固定化した社会を打破するのは「革命」だが、資本主義の中では「イノベーションで社会を変えることが真の革命」であると気づいている人はこれまた少ない。資本主義での身分制度の破壊は、イノベーションでおこなわなければならないのだ。
イノベーションが次々と起きる社会はまだ希望はある。だが、イノベーションに背を向けて「現状維持」のみを求める社会は、格差がやがて階級となり、よりイノベーションから遠ざかって後退する。
懸念すべきは、日本は「現状維持」を願う高齢者で覆われている国であることだ。そういう高齢者は、社会を変革したくないので、新しいものにやたらと規制を欠け、新しいものを拒否し、拒絶し、排除する。
いまだに一部の高齢者はインターネットはおろかスマートフォンですらも拒否する人がいるので驚く。

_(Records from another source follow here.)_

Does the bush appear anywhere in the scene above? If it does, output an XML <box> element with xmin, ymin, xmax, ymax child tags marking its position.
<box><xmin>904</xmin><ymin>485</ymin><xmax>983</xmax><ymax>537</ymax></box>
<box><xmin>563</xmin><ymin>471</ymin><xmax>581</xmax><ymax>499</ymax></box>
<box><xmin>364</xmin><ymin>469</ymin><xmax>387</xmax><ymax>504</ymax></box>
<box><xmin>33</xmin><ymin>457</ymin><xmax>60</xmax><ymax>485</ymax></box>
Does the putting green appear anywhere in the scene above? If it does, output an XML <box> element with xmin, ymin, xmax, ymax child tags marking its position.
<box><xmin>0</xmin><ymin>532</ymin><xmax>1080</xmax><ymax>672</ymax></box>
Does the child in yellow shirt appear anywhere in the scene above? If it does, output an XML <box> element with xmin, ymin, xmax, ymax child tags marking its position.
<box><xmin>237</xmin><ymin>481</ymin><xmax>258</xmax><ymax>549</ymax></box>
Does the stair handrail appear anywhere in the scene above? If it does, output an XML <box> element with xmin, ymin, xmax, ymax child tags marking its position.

彼らは偏向している新聞とテレビのみしか接しないので、世の中の主流である超高度情報化社会からも取り残されてしまっている。
ところが、そうした「遅れた高齢者」が政治家や経団連のトップになっているので、超高度情報化社会を支えるソフトウェアに対してもまったく知見がなく、「日本は本当に先進国なのか?」と国外からもあきれられる社会になっている。
日本社会はイノベーションという「下剋上」を起こせなくなりつつある現状維持の社会になっている。だからこそ現在成功している人間がそのポジションを子供に譲って世襲化を図り、社会は階級化に向かっている。
日本を階級社会にしたくなければ、イノベーションが起こりやすい国に変えていかなければならない。イノベーションを拒絶して現状維持で生きるというのであれば、日本はもう終わりだ。社会が固定化し、停滞し、閉塞感はより強い国となる。